To quantify the difference in performance behind the treatment rankings, we can use `predict_treatment_outcome`

to extract the estimated quality of each treatment for each point:

```
grid.predict_treatment_outcome(train_X)
```

```
11 14 17 20
0 16.954638 15.735627 16.444070 18.336588
1 16.954638 15.735627 16.444070 18.336588
2 16.954638 15.735627 16.444070 18.336588
3 16.954638 15.735627 16.444070 18.336588
4 16.954638 15.735627 16.444070 18.336588
5 16.954638 15.735627 16.444070 18.336588
6 16.954638 15.735627 16.444070 18.336588
.. ... ... ... ...
189 19.425510 18.665101 19.295503 21.534733
190 29.857814 32.560975 30.107723 28.930012
191 29.857814 32.560975 30.107723 28.930012
192 29.857814 32.560975 30.107723 28.930012
193 29.857814 32.560975 30.107723 28.930012
194 19.425510 18.665101 19.295503 21.534733
195 19.425510 18.665101 19.295503 21.534733
[196 rows x 4 columns]
```

## Evaluating Optimal Policy Trees

It is critical for a fair evaluation that we do not evaluate the quality of the policy using rewards from our existing reward estimator trained on the training set. This is to avoid any information from the training set leaking through to the out-of-sample evaluation.

Instead, what we need to do is to estimate a new set of rewards using only the test set, and evaluate the policy against these rewards:

```
test_rewards, test_reward_score = reward_lnr.fit_predict(
test_X, test_treatments, test_outcomes, treatment_candidates)
test_rewards
```

```
11 14 17 20
0 18.876095 17.348683 15.442553 13.023669
1 18.548851 17.177284 16.064991 13.101937
2 16.906367 17.195855 16.408816 13.265368
3 14.700567 12.306050 11.470901 12.951745
4 15.650784 13.336453 11.553937 12.994065
5 15.099024 16.819106 13.569338 12.673506
6 24.336513 23.789861 23.599930 22.839013
.. ... ... ... ...
189 29.735471 38.577852 28.406107 27.474362
190 28.335337 46.667028 32.265685 28.382276
191 27.269966 26.920733 26.417994 26.560668
192 27.855778 23.593299 26.959093 27.390048
193 33.552941 34.792867 35.261248 30.726645
194 63.929968 32.100712 32.265685 28.382276
195 32.305441 31.562938 25.050652 27.682774
[196 rows x 4 columns]
```

```
test_reward_score['propensity']
```

`{'17': 0.158079, '20': 0.267284, '11': 0.393047, '14': 0.217413}`

```
test_reward_score['outcome']
```

`{'17': 0.716403, '20': 0.747099, '11': 0.508526, '14': 0.889527}`

We see the internal models of our test reward estimator have scores that are similar to those on the test set. As with the training set, this gives us confidence that the estimated rewards are a fair reflection of reality, and will serve as a good basis for evaluation.

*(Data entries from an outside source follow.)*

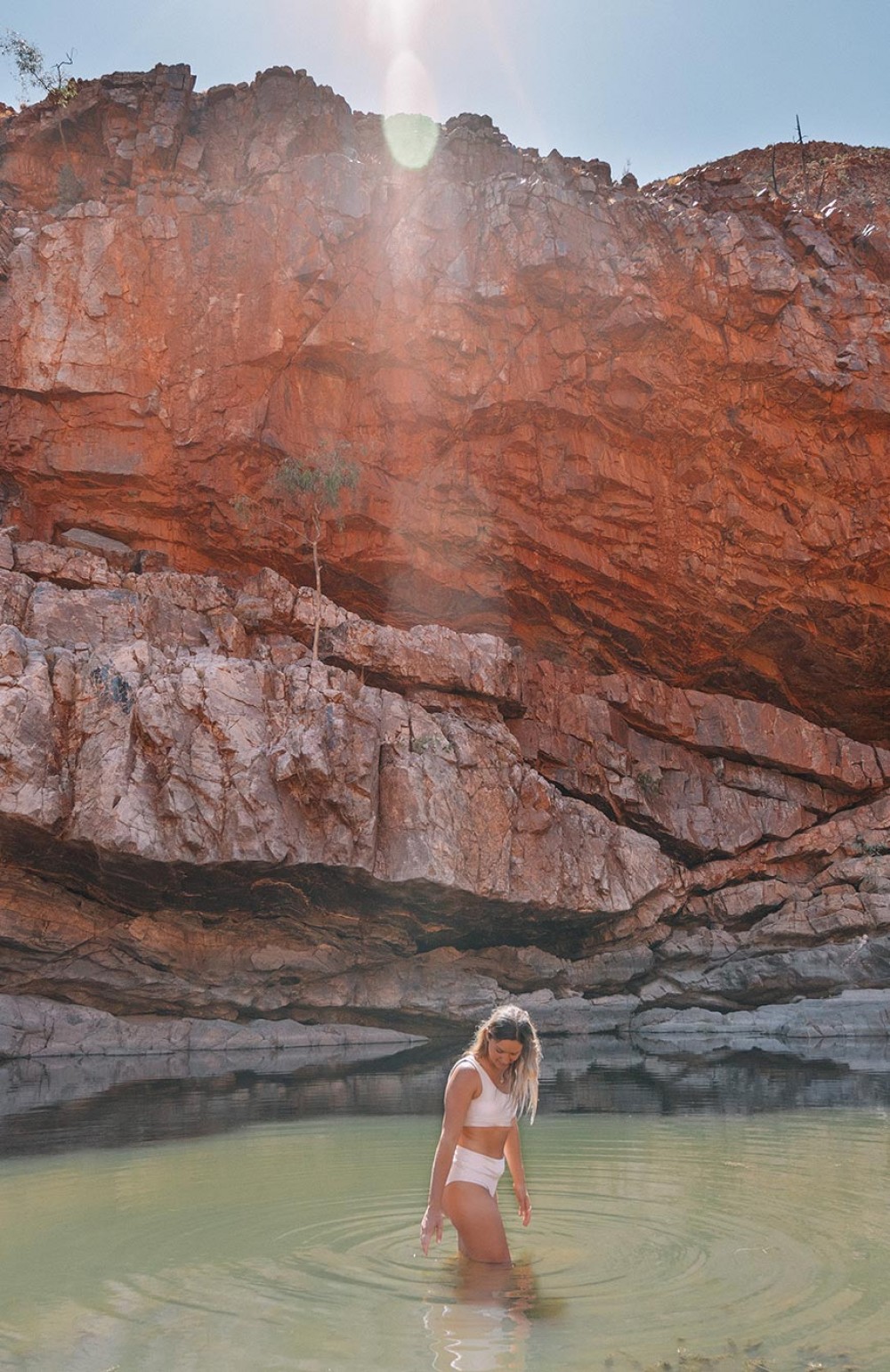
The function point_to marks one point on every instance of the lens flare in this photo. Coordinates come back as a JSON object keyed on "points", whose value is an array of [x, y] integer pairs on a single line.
{"points": [[409, 107]]}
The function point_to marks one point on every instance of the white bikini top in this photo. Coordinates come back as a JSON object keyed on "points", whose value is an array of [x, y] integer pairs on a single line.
{"points": [[494, 1108]]}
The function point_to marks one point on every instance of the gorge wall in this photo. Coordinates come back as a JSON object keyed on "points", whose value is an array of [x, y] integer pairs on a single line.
{"points": [[600, 719]]}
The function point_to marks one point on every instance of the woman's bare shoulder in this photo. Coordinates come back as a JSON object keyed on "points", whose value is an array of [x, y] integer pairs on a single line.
{"points": [[464, 1072]]}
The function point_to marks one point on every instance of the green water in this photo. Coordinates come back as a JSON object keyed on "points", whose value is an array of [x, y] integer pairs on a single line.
{"points": [[720, 1242]]}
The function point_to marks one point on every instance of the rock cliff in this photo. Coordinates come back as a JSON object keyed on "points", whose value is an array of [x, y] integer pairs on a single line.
{"points": [[600, 712]]}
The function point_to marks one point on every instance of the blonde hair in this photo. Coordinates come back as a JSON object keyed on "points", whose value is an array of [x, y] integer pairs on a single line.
{"points": [[514, 1022]]}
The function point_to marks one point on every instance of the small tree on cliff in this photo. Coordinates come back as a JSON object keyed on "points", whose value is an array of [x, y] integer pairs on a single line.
{"points": [[304, 491], [35, 73]]}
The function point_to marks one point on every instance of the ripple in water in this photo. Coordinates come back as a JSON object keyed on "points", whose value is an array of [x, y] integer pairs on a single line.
{"points": [[756, 1243]]}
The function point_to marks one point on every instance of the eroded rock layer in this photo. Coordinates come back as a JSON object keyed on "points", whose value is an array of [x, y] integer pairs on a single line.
{"points": [[600, 712], [642, 430], [200, 819]]}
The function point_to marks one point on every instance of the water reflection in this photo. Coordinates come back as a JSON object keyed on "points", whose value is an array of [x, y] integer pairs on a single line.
{"points": [[61, 1103], [484, 1323], [681, 1207]]}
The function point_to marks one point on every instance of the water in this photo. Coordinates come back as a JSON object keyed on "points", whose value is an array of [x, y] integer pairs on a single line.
{"points": [[723, 1214]]}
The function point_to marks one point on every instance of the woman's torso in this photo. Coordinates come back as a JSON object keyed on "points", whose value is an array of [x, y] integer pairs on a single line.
{"points": [[489, 1117]]}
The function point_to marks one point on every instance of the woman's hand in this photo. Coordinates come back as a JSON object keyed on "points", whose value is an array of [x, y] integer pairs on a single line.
{"points": [[431, 1224]]}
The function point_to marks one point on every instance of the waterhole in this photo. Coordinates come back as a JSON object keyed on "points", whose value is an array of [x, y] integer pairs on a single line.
{"points": [[699, 1239]]}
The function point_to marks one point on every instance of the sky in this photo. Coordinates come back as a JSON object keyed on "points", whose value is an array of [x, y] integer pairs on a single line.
{"points": [[653, 86]]}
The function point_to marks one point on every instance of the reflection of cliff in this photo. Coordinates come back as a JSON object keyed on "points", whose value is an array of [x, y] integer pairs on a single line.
{"points": [[621, 468], [56, 1105]]}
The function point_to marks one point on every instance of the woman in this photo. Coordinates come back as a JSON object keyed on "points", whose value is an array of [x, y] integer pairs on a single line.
{"points": [[486, 1091]]}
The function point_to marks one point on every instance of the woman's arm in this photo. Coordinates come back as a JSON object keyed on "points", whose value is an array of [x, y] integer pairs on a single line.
{"points": [[463, 1085], [514, 1153]]}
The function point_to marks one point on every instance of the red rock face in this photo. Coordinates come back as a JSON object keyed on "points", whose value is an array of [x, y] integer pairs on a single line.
{"points": [[636, 430], [603, 696]]}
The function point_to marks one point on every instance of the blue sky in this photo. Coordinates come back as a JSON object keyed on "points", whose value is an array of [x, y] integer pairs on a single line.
{"points": [[657, 84]]}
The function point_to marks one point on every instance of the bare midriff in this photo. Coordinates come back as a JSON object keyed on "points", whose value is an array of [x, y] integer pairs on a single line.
{"points": [[484, 1139]]}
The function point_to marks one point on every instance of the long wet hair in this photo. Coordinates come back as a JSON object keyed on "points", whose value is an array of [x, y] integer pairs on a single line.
{"points": [[514, 1022]]}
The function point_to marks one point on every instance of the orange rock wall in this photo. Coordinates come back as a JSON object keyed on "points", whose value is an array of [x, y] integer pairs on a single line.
{"points": [[601, 714], [636, 430]]}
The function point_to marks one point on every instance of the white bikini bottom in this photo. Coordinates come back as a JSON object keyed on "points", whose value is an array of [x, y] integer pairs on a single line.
{"points": [[476, 1166]]}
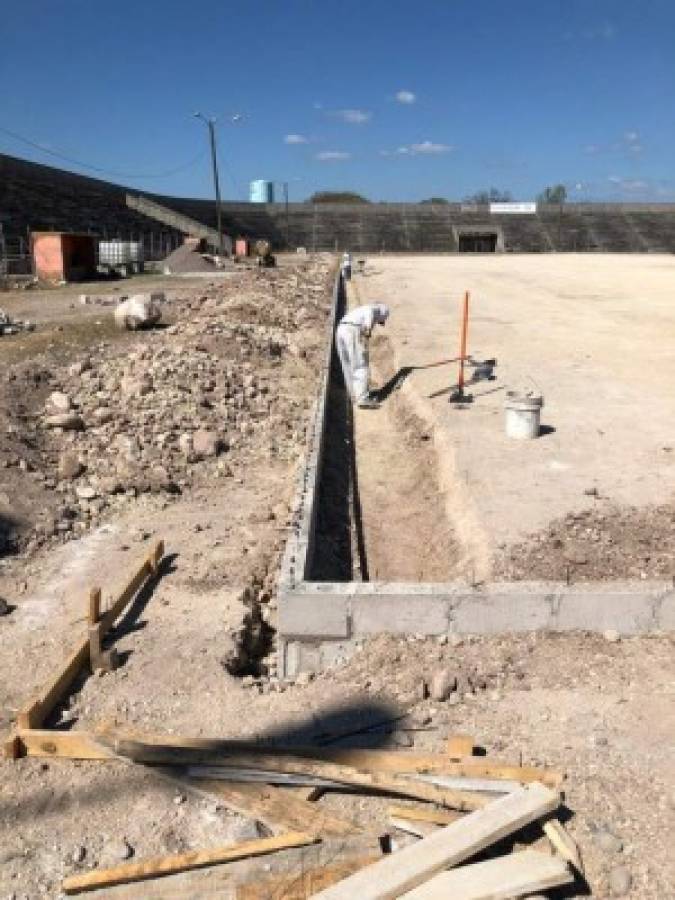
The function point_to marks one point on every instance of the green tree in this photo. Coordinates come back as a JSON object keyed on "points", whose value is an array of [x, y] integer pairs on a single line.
{"points": [[337, 197], [556, 194], [493, 195]]}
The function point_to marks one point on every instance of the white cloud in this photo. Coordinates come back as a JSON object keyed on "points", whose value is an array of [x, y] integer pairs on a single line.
{"points": [[430, 147], [424, 147], [629, 185], [353, 116], [629, 143], [332, 155]]}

We can now evaluate the quality using these new estimated rewards. First, we will calculate the average predicted MPG under the treatments prescribed by the tree for the test set. To do this, we use `predict_outcomes`

which uses the model to make prescriptions and looks up the predicted outcomes under these prescriptions:

```
policy_outcomes = grid.predict_outcomes(test_X, test_rewards)
```

```
array([13.02366889, 13.1019369 , 13.26536812, ..., 34.79286695,
32.10071157, 31.56293754])
```

We can then get the average estimated MPG under our treatments:

```
policy_outcomes.mean()
```

`23.98875902`

We can compare this number to the average estimated MPG under a baseline policy that assigns the same treatment to all observations regardless of their features. Let us compare to a policy that assigns 17 everywhere:

```
test_rewards['17'].mean()
```

`23.11359676`

We can see that the personalization offered by the tree policy indeed improves upon a baseline where each observation receives the same treatment.